Não obstante, as acções de cobrança de dívidas nos tribunais, é também referido no relatório, são as que se resolvem mais rapidamente. «São aos milhares», enaltece Jaime Pestana, mas são rápidas porque «em regra não têm grande complexidade». Uma das outras conclusões a que chegaram os responáveis pelo relatório, ainda segundo o jornal “Público” é que «a actividade de um Juiz é rotineira, preenchida com despachos de mero expediente ou de simples apreciação».
Estas acções representam 70 por cento do tempo dos actos praticados, mas só tomam 30 por cento do tempo dos magistrados. Jaime Pestana não deixou de referir, por outro lado, que o sistema judicial não tem solução conhecida, pelo menos por agora. Há, no entanto, «gente capaz de ter uma ideia do sistema, mas nunca lá está tempo suficiente para mudar a Justiça».
Pestana refere que «as últimas grandes reformas que se tentou implementar, não o foram porque é difícil implementar uma reforma de fundo com tantas mudanças». «Tudo o que mexe na área da Justiça é, em regra, matéria dependente, ou da autorização legislativa da Assembleia ou da própria competência da Assembleia», além de que «nada nesta área é da competência directa do Governo», o que atrasa ainda mais os processos. Isto para não falar do facto de a legislação estar sempre a mudar, o que torna ainda mais complicada a resolução de processos.
Fim-de-semana a trabalhar
Jaime Pestana é da opinião de que não era com o reforço do número de juízes que se resolveria a morosidade da Justiça, no que respeita à resolução de casos.

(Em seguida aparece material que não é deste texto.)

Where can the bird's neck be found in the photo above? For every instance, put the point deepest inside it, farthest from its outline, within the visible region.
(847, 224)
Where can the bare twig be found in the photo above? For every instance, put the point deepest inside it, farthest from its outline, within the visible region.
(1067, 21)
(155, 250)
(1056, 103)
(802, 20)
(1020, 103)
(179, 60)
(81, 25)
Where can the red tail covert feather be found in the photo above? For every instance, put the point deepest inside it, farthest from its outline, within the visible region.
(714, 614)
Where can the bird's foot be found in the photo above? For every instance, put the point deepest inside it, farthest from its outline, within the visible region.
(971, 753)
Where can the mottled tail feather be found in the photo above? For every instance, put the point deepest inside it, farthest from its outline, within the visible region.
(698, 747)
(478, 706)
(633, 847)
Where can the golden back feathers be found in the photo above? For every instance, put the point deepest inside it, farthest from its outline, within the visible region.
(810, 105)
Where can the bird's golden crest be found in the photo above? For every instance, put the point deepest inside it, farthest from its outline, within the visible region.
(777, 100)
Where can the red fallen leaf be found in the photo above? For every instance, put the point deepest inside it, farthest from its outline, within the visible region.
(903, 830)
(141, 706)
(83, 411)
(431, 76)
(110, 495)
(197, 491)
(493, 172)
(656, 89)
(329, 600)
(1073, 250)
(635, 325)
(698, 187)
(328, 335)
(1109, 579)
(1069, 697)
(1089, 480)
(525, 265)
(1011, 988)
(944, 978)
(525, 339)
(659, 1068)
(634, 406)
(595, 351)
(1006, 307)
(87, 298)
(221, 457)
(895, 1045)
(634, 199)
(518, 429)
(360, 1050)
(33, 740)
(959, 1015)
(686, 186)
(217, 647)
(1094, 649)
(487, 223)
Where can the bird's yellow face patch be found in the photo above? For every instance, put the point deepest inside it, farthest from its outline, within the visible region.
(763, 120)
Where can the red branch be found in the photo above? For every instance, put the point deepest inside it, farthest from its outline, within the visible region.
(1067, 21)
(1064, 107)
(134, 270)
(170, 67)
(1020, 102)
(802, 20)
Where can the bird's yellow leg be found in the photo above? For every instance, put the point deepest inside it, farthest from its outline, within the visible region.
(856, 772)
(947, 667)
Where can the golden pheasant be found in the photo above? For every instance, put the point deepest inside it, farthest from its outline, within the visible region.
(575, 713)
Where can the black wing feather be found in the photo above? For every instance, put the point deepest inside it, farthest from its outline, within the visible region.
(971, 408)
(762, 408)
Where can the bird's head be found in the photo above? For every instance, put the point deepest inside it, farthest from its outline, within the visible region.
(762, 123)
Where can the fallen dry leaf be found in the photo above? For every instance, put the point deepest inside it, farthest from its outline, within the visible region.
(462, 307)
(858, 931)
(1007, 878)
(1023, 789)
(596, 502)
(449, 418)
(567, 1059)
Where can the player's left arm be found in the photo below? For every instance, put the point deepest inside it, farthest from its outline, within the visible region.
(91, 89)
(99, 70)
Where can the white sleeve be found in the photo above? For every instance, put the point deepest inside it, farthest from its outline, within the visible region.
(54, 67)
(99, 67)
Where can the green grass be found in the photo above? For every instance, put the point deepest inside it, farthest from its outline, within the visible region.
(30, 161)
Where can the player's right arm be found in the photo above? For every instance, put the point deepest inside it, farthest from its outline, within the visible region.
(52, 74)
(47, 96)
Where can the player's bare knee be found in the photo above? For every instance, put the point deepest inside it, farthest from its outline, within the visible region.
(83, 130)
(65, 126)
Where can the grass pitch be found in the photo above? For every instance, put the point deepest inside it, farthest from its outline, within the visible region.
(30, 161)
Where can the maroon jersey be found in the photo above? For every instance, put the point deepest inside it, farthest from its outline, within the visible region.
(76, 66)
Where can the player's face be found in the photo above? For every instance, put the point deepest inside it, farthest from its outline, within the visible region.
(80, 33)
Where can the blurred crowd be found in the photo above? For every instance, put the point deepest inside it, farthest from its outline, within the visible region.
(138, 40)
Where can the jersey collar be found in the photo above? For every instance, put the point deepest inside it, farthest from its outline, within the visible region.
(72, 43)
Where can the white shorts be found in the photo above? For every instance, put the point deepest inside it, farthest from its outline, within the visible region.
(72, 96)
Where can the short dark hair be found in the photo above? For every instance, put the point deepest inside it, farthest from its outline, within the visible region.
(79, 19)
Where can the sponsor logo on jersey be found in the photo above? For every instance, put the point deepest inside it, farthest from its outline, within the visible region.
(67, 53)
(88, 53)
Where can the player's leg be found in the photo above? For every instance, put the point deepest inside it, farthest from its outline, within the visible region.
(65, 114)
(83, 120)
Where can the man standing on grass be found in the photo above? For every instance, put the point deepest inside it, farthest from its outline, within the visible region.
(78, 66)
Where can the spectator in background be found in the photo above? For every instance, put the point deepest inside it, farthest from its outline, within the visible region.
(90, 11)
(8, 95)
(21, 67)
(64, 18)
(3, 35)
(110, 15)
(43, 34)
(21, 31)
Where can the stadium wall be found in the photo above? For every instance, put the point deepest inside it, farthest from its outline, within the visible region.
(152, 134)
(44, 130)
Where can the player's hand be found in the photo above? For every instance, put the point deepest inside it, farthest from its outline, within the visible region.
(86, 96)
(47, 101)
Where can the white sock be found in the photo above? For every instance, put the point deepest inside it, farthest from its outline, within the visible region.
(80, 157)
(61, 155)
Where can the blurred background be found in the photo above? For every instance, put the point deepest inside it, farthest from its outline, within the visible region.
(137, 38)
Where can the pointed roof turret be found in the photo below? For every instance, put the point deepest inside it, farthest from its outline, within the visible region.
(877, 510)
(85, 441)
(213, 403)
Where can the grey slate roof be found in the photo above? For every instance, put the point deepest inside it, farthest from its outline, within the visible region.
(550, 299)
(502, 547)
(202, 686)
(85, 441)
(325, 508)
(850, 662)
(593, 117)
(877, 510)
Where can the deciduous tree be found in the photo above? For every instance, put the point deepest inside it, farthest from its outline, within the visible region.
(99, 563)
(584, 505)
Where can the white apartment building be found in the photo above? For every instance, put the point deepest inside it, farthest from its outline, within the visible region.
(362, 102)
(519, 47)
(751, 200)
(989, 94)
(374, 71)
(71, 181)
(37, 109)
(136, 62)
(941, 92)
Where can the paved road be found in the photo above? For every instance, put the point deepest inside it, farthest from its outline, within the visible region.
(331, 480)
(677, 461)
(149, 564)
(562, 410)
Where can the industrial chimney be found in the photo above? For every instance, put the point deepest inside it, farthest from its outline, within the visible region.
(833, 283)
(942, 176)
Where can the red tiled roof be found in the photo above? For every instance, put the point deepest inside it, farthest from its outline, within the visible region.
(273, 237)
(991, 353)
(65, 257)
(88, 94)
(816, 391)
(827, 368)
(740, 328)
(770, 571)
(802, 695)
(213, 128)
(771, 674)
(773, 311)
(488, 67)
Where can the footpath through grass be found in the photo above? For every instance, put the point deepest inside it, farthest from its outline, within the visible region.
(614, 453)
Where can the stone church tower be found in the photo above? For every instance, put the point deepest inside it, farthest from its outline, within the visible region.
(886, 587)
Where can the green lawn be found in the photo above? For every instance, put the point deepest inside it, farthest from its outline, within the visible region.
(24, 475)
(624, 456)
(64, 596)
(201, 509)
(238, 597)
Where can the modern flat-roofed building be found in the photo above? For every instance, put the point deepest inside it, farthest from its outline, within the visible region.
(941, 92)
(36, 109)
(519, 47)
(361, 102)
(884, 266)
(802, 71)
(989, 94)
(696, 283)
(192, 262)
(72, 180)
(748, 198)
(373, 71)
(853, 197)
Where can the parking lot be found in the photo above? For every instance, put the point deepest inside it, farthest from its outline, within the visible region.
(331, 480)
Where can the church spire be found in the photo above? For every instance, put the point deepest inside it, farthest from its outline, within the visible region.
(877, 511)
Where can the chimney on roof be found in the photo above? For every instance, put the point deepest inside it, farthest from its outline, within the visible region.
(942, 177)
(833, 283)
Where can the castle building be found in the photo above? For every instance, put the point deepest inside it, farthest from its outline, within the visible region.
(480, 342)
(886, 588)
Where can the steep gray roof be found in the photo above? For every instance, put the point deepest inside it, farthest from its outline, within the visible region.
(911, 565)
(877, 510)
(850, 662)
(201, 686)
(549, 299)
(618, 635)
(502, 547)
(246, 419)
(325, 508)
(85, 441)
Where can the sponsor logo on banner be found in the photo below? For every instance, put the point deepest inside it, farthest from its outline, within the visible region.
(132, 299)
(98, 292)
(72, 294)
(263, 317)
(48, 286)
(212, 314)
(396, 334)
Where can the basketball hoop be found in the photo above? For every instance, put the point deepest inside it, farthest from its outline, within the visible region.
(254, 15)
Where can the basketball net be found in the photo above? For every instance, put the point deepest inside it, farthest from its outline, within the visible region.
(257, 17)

A questão resolve-se com a evolução de todo o país, pois enquanto os portugueses «não crescerem» e não forem reunidas uma série de outras condições no sector da Justiça, nada vai ser resolvido quanto à morosidade dos processos. Por outro lado, mesmo que os juízes trabalhem 50 horas por semana — e isso também era relatado no estudo —, enquanto a legislação não for alterada em matéria de justiça, não vai conseguir-se reduzir os prazos de resolução de processos, porque a Justiça continuará a depender do sistema legislativo. Pestana tem, por exemplo, que trabalhar nos fins-de-semana em casa para despachar processos, quando se trata de sentenças. É que no tribunal o tempo útil é usado para outros expedientes e cada um demora cerca de duas horas e meia a ser resolvido nas mãos do juiz. Há, contudo, «juízes que trabalham cinquenta e mais horas por semana», enaltece Jaime Pestana, parecendo «pedreiros em vésperas de eleições», mas «sem ganhar horas extraordinárias». Mas não se pense que isso acontece apenas com os juízes, porque «se for ao Tribunal Judicial hoje, que é sábado, vai ver que existem nas várias salas entre dez a vinte funcionários».
E mesmo que não se possa exigir que as pessoas trabalhem fora de horário, a verdade é que estes funcionários o fazem, elogia Jaime Pestana, «sem ninguém lhes pagar», mas só se fala da actuação destas pessoas quando fazem greve.